I'm confident if the wheel is reinvented, it'll get applied to the auto industry before it transitions to bicycles. Look how many years it's been since auto tires have used inner tubes! Even today, tubeless is not mainstream, but is reaching moderate acceptance. 
Granted, something totally new could come to bikes first, but it sure as heck won't be by a tire company, but an accidental discovery. 
I'm really looking forward to going tubeless on my next rig.


----------



## bvber (Apr 23, 2011)

Peanya said:


> I'm confident if the wheel is reinvented, it'll get applied to the auto industry before it transitions to bicycles.
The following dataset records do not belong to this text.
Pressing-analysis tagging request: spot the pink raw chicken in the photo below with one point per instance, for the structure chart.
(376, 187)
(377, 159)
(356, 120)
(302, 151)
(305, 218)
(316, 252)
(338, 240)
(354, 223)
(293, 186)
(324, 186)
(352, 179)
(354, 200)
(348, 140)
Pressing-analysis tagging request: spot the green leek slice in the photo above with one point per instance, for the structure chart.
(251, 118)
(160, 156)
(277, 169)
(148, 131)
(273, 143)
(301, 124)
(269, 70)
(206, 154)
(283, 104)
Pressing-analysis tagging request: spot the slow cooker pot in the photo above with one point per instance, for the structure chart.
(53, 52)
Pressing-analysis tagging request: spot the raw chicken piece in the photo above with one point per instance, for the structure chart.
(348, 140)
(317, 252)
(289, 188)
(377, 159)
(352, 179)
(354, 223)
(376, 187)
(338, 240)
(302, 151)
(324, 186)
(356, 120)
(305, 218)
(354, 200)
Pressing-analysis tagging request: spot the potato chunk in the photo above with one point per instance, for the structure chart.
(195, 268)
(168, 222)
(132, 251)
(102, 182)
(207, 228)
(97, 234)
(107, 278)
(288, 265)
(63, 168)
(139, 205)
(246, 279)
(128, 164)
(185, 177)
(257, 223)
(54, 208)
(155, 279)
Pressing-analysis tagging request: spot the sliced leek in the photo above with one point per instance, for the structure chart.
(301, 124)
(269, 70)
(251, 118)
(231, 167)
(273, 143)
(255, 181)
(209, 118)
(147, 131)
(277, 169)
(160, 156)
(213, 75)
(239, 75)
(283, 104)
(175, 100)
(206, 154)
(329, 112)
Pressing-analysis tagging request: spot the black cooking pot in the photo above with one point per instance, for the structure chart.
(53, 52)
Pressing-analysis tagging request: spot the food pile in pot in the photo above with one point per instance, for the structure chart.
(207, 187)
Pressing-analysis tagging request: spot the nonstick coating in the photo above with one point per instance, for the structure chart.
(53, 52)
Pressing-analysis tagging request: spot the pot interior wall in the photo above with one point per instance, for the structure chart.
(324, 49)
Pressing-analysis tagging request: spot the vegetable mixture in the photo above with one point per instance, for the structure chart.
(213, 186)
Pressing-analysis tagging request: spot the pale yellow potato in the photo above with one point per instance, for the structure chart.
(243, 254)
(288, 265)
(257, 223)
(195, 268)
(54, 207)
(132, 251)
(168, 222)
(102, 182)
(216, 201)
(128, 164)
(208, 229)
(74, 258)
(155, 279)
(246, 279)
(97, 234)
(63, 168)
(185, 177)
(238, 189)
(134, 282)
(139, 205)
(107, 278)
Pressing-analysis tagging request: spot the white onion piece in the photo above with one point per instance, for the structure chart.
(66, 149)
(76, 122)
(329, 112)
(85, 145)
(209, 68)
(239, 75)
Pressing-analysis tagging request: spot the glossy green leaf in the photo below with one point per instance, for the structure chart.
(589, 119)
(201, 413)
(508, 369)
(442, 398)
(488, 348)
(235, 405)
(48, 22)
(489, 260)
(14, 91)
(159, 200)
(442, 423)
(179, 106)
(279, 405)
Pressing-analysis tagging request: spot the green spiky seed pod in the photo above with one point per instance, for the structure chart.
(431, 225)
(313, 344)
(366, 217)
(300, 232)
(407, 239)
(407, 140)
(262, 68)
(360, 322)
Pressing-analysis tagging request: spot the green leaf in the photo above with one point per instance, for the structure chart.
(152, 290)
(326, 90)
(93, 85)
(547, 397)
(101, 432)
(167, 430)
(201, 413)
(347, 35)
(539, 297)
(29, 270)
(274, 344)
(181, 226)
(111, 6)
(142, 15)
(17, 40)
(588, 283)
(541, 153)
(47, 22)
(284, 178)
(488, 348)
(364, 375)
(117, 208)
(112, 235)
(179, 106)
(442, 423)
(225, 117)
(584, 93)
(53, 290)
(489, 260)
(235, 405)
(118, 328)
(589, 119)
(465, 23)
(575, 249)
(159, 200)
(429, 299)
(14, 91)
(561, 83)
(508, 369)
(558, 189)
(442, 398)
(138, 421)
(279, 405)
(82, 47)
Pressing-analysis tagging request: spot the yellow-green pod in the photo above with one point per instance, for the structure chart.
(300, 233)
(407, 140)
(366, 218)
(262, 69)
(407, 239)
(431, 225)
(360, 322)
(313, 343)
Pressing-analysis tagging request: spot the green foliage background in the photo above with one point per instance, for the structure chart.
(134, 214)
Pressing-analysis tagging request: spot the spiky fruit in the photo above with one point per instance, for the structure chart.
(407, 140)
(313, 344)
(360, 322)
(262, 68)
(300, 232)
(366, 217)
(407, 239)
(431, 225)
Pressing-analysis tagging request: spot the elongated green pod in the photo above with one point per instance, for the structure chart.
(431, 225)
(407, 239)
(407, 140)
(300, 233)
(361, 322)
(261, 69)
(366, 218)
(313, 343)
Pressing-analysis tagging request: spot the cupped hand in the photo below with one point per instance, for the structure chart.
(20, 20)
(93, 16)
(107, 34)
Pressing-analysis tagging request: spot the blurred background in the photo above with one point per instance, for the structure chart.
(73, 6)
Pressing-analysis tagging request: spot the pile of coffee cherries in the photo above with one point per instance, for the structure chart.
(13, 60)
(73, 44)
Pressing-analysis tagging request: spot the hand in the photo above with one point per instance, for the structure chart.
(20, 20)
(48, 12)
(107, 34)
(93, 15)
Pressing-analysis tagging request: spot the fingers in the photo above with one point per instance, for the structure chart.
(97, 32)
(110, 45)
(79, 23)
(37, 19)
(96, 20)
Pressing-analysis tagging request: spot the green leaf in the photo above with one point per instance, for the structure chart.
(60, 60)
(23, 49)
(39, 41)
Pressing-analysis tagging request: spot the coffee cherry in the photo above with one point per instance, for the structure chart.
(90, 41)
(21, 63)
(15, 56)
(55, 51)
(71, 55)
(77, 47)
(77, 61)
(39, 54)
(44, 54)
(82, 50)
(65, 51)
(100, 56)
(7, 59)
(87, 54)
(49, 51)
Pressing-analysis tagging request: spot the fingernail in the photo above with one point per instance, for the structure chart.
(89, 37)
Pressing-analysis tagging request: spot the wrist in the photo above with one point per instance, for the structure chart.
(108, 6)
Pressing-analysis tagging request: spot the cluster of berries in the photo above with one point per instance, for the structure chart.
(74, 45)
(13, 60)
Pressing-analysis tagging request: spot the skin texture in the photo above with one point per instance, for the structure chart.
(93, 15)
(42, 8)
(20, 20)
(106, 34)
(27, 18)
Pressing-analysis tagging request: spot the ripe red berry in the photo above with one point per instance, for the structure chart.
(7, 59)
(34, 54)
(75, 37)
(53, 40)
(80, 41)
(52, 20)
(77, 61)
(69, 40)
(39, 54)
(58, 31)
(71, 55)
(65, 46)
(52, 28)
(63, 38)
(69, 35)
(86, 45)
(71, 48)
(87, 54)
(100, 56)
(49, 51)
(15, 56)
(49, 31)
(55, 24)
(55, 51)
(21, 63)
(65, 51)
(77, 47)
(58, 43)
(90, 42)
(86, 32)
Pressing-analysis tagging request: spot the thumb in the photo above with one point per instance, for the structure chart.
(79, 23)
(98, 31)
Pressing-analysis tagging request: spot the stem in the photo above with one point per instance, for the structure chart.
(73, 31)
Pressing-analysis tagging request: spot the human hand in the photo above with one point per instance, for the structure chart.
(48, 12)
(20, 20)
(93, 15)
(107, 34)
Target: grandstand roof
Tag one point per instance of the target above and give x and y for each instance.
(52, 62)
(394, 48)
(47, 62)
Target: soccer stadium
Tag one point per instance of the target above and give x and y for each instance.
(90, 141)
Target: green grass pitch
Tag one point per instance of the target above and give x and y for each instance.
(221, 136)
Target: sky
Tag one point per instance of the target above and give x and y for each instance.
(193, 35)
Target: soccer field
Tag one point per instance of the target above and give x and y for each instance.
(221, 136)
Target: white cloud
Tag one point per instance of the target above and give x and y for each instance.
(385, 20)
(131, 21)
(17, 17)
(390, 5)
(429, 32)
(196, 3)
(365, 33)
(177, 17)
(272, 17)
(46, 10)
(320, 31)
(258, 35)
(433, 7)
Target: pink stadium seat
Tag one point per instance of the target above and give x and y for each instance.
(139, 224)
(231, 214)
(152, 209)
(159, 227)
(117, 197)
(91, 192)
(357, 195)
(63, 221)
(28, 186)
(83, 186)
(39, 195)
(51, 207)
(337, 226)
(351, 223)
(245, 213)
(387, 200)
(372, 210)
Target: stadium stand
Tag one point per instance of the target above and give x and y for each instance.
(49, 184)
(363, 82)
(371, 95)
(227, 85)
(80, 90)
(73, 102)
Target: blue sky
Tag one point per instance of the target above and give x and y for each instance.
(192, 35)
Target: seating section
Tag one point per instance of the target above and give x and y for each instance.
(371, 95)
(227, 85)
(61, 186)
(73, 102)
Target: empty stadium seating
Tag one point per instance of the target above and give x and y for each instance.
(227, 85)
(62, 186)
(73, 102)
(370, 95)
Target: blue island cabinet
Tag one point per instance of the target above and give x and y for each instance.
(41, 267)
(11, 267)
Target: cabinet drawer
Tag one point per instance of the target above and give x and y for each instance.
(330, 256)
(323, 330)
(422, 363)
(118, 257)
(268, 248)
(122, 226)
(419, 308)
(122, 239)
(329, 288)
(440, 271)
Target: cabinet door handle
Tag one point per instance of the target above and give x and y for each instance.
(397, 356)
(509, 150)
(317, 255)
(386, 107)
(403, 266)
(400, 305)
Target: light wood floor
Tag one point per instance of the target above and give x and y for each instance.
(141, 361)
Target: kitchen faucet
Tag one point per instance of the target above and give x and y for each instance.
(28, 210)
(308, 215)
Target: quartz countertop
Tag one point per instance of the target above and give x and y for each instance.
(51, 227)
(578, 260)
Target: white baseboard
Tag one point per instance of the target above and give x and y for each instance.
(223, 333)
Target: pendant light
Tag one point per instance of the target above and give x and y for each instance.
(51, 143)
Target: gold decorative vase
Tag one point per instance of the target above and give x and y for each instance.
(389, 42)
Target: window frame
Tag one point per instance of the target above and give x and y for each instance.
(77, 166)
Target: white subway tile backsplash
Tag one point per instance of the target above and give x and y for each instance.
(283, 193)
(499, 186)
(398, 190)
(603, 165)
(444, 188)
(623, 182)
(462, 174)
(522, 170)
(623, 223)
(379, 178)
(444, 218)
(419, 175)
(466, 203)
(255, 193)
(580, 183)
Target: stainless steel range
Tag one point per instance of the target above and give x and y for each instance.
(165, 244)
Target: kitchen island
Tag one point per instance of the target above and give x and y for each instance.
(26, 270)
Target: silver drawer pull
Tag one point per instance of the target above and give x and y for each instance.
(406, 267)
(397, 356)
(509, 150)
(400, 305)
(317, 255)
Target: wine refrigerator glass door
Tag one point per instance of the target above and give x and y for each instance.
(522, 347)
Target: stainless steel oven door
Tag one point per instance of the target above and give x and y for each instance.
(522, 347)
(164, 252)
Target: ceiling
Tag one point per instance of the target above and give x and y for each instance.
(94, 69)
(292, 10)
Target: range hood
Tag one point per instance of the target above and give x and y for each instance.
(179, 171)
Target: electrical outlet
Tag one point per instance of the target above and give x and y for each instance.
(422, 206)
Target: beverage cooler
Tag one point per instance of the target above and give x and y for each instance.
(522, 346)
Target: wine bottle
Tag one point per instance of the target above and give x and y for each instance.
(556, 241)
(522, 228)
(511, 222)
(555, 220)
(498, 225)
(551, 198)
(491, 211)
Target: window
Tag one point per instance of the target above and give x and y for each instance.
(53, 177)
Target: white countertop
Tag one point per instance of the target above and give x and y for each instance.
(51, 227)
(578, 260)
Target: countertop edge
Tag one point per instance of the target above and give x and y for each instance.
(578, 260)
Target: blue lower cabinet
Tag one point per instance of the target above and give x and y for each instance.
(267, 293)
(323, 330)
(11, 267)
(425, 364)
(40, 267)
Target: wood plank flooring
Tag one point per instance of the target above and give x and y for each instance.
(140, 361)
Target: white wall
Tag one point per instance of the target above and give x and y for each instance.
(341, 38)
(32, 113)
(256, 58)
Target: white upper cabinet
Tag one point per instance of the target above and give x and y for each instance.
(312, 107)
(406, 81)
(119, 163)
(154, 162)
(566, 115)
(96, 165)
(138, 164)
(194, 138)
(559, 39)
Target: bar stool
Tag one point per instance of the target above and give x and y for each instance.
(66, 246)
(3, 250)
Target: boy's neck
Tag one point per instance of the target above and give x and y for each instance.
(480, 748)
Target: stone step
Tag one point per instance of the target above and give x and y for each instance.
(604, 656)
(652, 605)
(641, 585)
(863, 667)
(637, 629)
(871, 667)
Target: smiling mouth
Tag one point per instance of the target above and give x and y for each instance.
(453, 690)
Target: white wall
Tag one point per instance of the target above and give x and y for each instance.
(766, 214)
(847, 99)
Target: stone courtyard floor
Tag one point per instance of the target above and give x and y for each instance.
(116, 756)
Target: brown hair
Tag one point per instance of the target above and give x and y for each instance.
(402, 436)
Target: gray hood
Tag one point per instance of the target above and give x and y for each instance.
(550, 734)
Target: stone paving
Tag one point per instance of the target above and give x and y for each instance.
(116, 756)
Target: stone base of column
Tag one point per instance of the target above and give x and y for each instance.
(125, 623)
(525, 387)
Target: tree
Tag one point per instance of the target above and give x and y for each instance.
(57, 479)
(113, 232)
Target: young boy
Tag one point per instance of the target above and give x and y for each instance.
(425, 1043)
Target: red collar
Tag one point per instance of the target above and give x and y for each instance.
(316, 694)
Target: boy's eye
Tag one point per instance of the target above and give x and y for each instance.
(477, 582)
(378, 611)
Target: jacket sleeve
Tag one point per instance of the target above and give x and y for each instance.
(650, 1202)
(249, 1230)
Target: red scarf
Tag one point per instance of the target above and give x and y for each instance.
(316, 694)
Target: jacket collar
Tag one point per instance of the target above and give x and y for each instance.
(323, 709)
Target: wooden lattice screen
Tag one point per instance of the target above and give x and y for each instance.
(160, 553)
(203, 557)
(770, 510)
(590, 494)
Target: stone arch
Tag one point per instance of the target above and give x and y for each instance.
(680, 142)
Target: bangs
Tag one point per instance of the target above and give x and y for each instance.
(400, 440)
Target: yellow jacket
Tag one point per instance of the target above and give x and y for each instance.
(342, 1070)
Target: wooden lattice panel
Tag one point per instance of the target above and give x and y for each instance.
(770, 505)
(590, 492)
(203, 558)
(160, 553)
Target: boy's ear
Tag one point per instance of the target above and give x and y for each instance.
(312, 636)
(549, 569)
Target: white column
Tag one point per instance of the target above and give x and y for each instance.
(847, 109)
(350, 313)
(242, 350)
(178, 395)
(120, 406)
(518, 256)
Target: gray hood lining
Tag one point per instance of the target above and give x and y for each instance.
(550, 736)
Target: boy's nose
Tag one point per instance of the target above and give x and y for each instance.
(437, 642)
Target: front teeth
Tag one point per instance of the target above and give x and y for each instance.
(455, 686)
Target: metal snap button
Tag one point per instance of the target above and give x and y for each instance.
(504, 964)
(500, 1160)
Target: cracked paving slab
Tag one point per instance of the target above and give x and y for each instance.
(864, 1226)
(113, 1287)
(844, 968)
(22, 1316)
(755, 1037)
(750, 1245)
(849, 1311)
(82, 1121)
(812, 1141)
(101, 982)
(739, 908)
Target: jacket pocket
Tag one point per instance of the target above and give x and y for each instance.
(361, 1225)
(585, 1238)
Yes, I remember seeing something like this in automobile magazine 25 years ago.


----------



## bvber (Apr 23, 2011)

My tricycle way back in my single digit age era had solid rubber tires. I don't remember how it felt riding but it sure was maintenance free.


----------



## wim (Feb 28, 2005)

Scroll down a bit to see a World War I era German contingency tire ("Notbereifung") made from steel springs. There were no new bicycle tires on the market at that time. Used ones fetched a small fortune.
Fahrradbereifung - Wikiwand


----------



## Opus51569 (Jul 21, 2009)

Kerry Irons said:


> Just for reference, people have been working on this issue for 150 years without anything you could call success.
> 
> "I'm certainly no engineer, but this seems like a solvable problem." I am an engineer and I disagree. Unless of course you have a way to convert "business physics" into the real thing. If you do possess that ability, you can become fabulously wealthy by selling weightless and frictionless pulleys.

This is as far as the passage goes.